Fishing activity has been observed on the Bruce Peninsula as far back as 1000 BC, in the Archaic period. In the Late Woodland period, there is evidence for both Algonquian and Iroquoian peoples being present and fishing in the area. Around the time of European contact, the Petun and Ottawa peoples were known to be fishing there. They were displaced by the Iroquois during the Beaver Wars of the late 17th Century, but the area was reclaimed by Algonquian peoples—principally Chippewa—after 1701.

Written accounts of the Native fishing activity were made as early as 1788. Local factors of the Hudson's Bay Company at La Cloche Island (Note: east of Manitoulin Island) also made records of it, and trading activity began to occur in 1818 at the mouth of the Saugeen River.

When the Chippewas surrendered the Bruce Peninsula under the Saugeen Surrenders of 1854, they retained title to the surrounding islands to sustain their fishing activities. The fish were reported to be abundant, and were mainly caught in the Smokehouse Channel, Indian Channel and the Gut, and being smoked on Smokehouse Island.

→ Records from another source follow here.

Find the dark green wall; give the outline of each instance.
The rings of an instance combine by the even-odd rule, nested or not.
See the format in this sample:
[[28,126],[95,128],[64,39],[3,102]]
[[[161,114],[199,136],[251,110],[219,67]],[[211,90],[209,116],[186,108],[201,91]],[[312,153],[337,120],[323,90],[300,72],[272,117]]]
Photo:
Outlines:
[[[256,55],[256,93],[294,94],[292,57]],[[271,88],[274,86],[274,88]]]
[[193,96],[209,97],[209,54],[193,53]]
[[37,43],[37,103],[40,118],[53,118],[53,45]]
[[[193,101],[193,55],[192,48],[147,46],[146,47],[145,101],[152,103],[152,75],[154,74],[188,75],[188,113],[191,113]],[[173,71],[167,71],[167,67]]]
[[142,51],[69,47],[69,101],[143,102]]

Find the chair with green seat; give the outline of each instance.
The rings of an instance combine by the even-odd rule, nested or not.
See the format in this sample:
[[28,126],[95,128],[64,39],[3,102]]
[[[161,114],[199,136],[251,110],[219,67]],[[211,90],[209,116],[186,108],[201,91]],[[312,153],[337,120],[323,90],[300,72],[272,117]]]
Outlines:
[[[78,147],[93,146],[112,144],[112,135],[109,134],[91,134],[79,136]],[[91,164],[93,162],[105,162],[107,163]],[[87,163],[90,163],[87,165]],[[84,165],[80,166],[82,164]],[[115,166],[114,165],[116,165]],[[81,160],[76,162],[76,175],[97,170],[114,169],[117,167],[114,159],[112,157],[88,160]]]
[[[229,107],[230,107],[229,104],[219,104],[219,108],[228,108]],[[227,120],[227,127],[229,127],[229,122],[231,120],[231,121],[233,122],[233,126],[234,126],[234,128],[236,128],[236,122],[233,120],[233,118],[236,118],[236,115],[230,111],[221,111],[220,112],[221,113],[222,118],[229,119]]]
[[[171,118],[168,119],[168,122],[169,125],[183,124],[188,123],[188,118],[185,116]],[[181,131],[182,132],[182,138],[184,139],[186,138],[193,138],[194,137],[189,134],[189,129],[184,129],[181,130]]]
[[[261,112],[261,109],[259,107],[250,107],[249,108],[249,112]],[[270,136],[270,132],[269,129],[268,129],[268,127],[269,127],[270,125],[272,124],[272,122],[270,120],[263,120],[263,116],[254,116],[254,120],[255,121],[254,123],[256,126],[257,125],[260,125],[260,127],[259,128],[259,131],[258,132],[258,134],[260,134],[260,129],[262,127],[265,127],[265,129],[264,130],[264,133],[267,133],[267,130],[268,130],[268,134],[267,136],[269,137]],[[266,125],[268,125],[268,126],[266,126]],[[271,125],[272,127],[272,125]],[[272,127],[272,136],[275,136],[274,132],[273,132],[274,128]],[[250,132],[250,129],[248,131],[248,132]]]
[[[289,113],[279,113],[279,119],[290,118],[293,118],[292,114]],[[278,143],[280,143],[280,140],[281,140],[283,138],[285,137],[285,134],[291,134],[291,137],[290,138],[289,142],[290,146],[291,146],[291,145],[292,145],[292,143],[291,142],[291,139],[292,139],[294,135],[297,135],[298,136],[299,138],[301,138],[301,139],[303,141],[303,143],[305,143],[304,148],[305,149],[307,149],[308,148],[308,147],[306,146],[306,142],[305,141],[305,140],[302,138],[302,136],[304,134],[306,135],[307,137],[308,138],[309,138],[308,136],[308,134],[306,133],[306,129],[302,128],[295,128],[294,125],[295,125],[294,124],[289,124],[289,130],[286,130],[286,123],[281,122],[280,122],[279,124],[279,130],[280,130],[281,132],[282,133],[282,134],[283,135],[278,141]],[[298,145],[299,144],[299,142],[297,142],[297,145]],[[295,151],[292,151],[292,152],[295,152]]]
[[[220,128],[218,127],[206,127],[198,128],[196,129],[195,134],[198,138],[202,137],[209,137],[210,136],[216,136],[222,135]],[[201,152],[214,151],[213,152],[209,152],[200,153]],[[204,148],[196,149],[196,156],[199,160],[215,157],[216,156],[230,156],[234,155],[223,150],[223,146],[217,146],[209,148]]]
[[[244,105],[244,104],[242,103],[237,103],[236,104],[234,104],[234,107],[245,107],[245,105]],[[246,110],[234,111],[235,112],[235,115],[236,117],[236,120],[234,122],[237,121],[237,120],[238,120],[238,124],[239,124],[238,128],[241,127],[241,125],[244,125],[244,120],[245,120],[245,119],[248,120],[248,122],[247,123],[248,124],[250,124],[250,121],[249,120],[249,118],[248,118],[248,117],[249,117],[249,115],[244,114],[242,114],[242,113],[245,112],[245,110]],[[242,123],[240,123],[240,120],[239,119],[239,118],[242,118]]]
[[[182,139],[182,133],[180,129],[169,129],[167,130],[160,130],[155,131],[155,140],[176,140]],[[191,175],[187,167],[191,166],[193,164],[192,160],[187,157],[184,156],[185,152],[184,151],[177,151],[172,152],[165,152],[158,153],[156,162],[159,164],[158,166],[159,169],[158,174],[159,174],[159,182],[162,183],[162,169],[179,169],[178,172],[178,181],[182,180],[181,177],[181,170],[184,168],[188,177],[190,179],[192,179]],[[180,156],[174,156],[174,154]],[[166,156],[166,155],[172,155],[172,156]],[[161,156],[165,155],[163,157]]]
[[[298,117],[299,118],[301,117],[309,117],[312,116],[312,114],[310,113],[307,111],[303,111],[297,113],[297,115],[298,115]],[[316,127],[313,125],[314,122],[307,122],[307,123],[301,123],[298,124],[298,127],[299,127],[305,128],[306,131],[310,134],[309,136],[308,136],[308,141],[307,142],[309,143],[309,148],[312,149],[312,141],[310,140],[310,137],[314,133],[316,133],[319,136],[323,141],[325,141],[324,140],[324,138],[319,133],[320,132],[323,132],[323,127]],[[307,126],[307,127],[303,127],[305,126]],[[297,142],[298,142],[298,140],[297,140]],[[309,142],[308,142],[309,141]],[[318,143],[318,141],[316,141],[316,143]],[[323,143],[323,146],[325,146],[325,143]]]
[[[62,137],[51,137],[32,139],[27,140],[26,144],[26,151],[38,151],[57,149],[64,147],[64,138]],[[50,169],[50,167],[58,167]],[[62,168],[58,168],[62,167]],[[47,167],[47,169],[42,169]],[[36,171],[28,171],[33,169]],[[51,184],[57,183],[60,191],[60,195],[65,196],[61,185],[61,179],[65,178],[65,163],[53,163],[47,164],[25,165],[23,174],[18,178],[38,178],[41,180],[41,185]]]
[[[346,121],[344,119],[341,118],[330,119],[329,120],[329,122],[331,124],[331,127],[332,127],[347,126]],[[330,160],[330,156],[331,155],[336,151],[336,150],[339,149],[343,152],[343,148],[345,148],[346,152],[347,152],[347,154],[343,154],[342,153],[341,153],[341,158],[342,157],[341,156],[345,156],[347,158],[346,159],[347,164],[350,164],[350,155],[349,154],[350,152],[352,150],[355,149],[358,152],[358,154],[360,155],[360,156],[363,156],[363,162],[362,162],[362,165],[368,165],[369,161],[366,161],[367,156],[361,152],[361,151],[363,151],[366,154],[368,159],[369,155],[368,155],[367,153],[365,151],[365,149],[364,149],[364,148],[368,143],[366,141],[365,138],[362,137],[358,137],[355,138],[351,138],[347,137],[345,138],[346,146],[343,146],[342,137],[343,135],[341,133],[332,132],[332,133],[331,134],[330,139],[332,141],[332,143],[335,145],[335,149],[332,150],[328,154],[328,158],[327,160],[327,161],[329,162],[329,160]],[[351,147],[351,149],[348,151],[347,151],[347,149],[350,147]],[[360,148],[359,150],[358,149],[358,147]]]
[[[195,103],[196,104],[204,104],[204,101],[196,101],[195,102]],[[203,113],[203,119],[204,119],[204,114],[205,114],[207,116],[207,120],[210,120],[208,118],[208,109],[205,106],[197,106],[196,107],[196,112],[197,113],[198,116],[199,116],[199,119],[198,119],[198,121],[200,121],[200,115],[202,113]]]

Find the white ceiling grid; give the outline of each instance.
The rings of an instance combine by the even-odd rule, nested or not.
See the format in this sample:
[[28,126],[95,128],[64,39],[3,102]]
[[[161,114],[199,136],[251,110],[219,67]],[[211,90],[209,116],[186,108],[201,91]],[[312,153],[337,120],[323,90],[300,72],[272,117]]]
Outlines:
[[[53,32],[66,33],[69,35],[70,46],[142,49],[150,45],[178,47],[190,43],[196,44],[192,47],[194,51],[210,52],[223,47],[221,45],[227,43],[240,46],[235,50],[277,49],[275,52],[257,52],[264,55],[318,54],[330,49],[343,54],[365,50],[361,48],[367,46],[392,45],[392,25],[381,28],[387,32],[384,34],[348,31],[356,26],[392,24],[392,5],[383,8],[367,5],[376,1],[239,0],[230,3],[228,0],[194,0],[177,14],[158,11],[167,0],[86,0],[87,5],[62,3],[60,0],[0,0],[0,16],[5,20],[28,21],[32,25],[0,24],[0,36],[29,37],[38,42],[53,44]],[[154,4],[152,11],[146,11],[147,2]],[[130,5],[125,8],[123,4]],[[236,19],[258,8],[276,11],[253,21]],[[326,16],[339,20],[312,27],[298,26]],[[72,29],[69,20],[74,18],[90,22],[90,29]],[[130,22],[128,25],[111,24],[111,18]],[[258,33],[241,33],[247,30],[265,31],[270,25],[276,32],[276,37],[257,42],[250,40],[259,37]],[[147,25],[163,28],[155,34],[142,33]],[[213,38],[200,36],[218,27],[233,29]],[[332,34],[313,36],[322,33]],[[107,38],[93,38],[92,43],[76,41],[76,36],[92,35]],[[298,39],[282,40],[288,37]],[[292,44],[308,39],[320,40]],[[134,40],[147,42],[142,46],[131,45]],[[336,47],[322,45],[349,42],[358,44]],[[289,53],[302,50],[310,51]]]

European settlers would later participate in the fishing as well. Alexander Macgregor of Goderich would be the first to do so in 1831, establishing his headquarters on Main Station Island. (Note: He would receive a licence of occupation, which allowed him to establish fishing stations in the islands.) Seine fishing was the principal technique that was in use, and gillnet and pound net fishing were employed as well later on.

In 1834, Macgregor was displaced by the Niagara Fishing Company (in which William "Tiger" Dunlop was a part owner), which secured the sole licence for the Islands. The Company would sell its licence in 1848 to several local fishermen in Southampton.

In October 1885, these islands were surrendered under Treaties 222 and 223, in which they were described as:

...those certain parcels or tracts of land and premises situate, lying and being in the Georgian Bay and Lake Huron and Province of Ontario, containing by admeasurement, be the same more or less, and being composed of all the islands owned by the said Band in Lake Huron and Georgian Bay, and known as the Saugeen Fishing Islands and Cape Hurd Islands, (Note: The latter of which is now part of Fathom Five National Marine Park) and extending from Chief's Point, Lake Huron, to Cabot's Head, Georgian Bay, excepting Barrier, Griffith and Hay Islands. (Note: All located in Colpoy's Bay on the Georgian Bay side of the Peninsula, to the east of Wiarton. They were surrendered in 1899.)

The islands were described as being "fronted by a continuous shallow bank, extending in some cases to [1.5 mile] offshore, but outside this bank the water is good and soon deepens to [10 fathom]."

In 1968, the title to 89 of the smaller islands in the group, totalling 10.1 ha in area, was returned to Chippewa control.